– Сука, – заключил Рихард. – Очень хорошо. Точнее, очень плохо. Ваши стихи очень слабы.
– Как же так, ведь... – начал было возмущаться Никифор, но Рихард перебил его:
– В вас, милейший, есть какая-то животная искра, какая-то страстность, замешанная на узколобии. Все это очень, очень интересно. Я полагаю, вы найдете себя в познании инстинктивной основы поведения или психологии толпы. Геннадий Петрович вам позже прояснит.
– А много... много вам платят? – нерешительно спросил Никифор, в ответ на что Рихард разразился взрывом смеха:
– Платят? Голубчик, да разве Вселенную можно измерить в каких-то бумажках? Разве чувства можно внести в квитанцию и наложить подать? Чушь, нелепица!
– А как же тогда...
– Вам выдадут павильон, создадут все нужные условия, будут требовать квартальный отчет о проделанных изысканиях и ежегодные выездные отчеты, а также давать определенные поручения. Ну, соглашайтесь!
Вдруг в дверном проеме, из которого пришел Никифор, появилась фигура человека...
ГЛАВА ЧЕТВЕРТАЯ
СКАЖИ-КА, ДЯДЯ
В страшном испуге я едва не вскрикнул, однако незнакомец широкой ладонью в перчатке закрыл мне рот и шепнул на ухо:
– Свои.
Я молча кивнул и выпрямился. Передо мной стоял коренастый паренек лет двадцати, курчавая шевелюра венчала его голову, и одет он был в темно-синий комбинезон, расшитый на груди золотом наподобие гусарского камзола.

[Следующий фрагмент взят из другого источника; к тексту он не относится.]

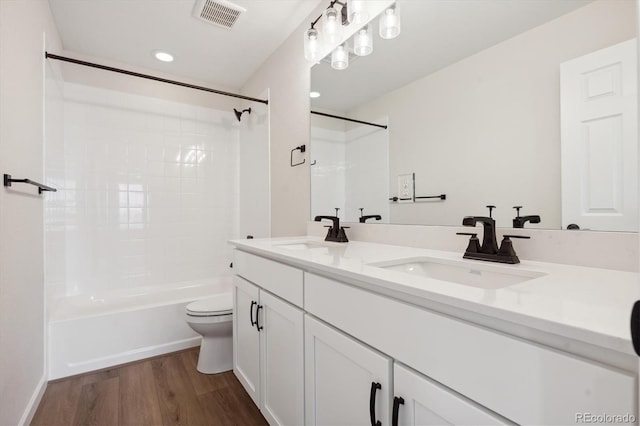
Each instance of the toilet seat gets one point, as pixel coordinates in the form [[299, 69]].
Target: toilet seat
[[218, 305]]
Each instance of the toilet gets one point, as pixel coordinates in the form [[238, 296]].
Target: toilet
[[212, 318]]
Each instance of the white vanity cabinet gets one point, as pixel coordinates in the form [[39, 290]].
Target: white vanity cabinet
[[332, 353], [420, 401], [346, 383], [525, 382], [268, 343]]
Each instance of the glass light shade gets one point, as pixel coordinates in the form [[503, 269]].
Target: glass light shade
[[331, 25], [312, 43], [340, 57], [358, 13], [390, 22], [363, 41]]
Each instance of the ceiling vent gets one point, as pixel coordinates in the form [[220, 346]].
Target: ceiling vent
[[222, 13]]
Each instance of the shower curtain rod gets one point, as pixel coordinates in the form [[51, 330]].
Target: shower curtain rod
[[150, 77], [382, 126]]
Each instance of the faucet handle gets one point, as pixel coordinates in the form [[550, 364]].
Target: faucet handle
[[474, 242]]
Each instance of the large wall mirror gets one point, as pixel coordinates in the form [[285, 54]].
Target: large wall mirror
[[509, 103]]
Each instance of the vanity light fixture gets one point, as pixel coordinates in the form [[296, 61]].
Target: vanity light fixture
[[312, 44], [162, 56], [390, 22], [327, 30], [357, 12], [331, 24], [363, 41], [340, 57]]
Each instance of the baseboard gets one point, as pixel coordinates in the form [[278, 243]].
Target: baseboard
[[34, 402], [72, 369]]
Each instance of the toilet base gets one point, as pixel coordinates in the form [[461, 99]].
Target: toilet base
[[216, 352]]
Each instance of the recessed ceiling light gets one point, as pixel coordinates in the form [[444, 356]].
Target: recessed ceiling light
[[162, 56]]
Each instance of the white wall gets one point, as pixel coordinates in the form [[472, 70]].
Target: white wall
[[327, 151], [349, 170], [148, 193], [254, 181], [23, 25], [286, 75], [490, 124], [367, 168]]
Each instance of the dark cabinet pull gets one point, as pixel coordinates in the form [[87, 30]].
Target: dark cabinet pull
[[258, 326], [397, 400], [635, 327], [372, 403], [251, 313]]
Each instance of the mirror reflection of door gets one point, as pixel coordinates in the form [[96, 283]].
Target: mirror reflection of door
[[600, 139]]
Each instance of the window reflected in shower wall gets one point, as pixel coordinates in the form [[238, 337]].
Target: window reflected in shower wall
[[148, 193]]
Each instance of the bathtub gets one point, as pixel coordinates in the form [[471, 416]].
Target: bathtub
[[91, 332]]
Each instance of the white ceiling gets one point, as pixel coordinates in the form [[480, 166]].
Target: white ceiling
[[129, 30], [435, 33]]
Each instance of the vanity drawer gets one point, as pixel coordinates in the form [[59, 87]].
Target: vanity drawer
[[281, 280], [524, 382]]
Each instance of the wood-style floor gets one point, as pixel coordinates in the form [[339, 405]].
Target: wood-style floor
[[166, 390]]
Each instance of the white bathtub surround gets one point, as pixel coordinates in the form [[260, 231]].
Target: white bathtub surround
[[608, 250], [350, 169], [148, 193], [26, 29], [90, 332]]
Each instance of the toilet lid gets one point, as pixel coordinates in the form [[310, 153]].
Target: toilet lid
[[219, 304]]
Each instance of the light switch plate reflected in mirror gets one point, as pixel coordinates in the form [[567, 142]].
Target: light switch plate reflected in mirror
[[406, 188]]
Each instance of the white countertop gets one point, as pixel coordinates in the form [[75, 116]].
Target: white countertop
[[586, 304]]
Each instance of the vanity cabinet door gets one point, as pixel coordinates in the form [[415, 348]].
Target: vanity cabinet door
[[246, 339], [342, 378], [421, 401], [282, 357]]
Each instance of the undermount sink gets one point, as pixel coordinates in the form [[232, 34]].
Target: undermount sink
[[461, 272]]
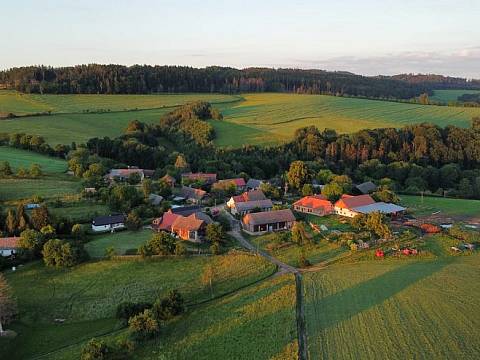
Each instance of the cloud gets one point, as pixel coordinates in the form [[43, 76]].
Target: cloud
[[461, 62]]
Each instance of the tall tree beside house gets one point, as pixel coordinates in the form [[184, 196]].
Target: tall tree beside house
[[297, 175], [11, 222], [8, 305]]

– Пошли, – приказал мой новый спутник.
Мы двигались перебежками, шлепая ногами по апрельской грязи, непрерывно оглядываясь и скрываясь при виде патрульных Рейха. В итоге мы оказались у Обводного канала, укрылись в голых, почти безлистных, но достаточно плотных кустах и немного отдохнули перед последним рывком до какого-то высотного дома – пункта назначения, и он представился:
– Князь Дуров.
– Чертополох, – ответил я. – Что, правда князь?
– Что в наши дни правда, а что ложь? – пожал плечами Дуров. – Разве можно говорить с уверенностью? Мы пойдем в нашу штаб-квартиру и все вам объясним. Мы вам уже давно заметили, но уж слишком хаотично вы действуете.

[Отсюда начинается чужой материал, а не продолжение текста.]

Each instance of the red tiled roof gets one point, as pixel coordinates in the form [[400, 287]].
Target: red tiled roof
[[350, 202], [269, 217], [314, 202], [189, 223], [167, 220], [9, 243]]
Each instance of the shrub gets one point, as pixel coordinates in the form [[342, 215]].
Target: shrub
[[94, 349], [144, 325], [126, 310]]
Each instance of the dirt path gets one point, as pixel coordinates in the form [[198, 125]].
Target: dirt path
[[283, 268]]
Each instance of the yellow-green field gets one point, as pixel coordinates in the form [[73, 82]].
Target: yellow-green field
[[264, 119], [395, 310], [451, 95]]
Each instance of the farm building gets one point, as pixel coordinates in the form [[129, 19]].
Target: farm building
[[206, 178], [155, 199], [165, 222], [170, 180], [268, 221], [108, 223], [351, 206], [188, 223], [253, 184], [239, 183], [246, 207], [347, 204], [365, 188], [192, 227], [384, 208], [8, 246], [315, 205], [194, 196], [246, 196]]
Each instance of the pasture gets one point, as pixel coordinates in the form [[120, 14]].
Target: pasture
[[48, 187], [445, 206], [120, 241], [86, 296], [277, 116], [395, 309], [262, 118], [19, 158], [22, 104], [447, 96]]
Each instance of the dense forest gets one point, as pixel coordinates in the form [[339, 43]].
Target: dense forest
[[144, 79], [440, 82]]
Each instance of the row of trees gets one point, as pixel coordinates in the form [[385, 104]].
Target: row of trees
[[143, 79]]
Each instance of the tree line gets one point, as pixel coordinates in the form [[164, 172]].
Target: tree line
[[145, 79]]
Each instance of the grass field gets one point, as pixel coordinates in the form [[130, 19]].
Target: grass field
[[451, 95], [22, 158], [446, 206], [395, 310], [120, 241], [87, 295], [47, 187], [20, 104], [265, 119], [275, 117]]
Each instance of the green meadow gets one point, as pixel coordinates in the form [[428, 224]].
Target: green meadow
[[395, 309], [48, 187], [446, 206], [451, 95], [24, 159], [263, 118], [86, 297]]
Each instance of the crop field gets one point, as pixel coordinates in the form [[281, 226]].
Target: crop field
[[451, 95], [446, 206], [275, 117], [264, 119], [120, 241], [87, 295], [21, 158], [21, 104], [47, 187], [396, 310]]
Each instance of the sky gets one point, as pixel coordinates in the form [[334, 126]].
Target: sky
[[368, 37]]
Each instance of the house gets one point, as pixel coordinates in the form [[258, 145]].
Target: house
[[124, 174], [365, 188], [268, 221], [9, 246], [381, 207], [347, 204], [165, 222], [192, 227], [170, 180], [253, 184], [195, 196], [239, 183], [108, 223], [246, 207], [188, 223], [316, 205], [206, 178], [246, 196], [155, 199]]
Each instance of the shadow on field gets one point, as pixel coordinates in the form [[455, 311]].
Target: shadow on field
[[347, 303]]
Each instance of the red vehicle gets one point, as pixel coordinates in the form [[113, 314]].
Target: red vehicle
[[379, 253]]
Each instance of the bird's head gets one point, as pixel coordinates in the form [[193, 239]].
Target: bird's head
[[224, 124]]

– Что поделать, жизнь такая. Без арсенала не разгуляешься.
– Это верно, – согласился Дуров. – Мы вам дадим парабеллум.
– Это из «Двенадцати стульев»? – улыбнулся я.
– Это из жизни, – ответил князь, и мы ползком двинулись к дому. Князь достал из кобуры пистолет и выстрелил в воздух.
– Зачем? – шепотом вскричал я, но он дал знак следовать за ним, и я поплелся.
Мы с князем спустились в незапертый подвал котельной, дымный, завешанный со всех сторон горячими и холодными трубами. За самой толстой из них виднелось окошко вентиляции.
– Лезь первым, – скомандовал Дуров, и я подчинился. Долгий путь ползком по трубе вентиляции наконец увенчался успехом – я увидел впереди свет и, недолго думая, сунулся в проход.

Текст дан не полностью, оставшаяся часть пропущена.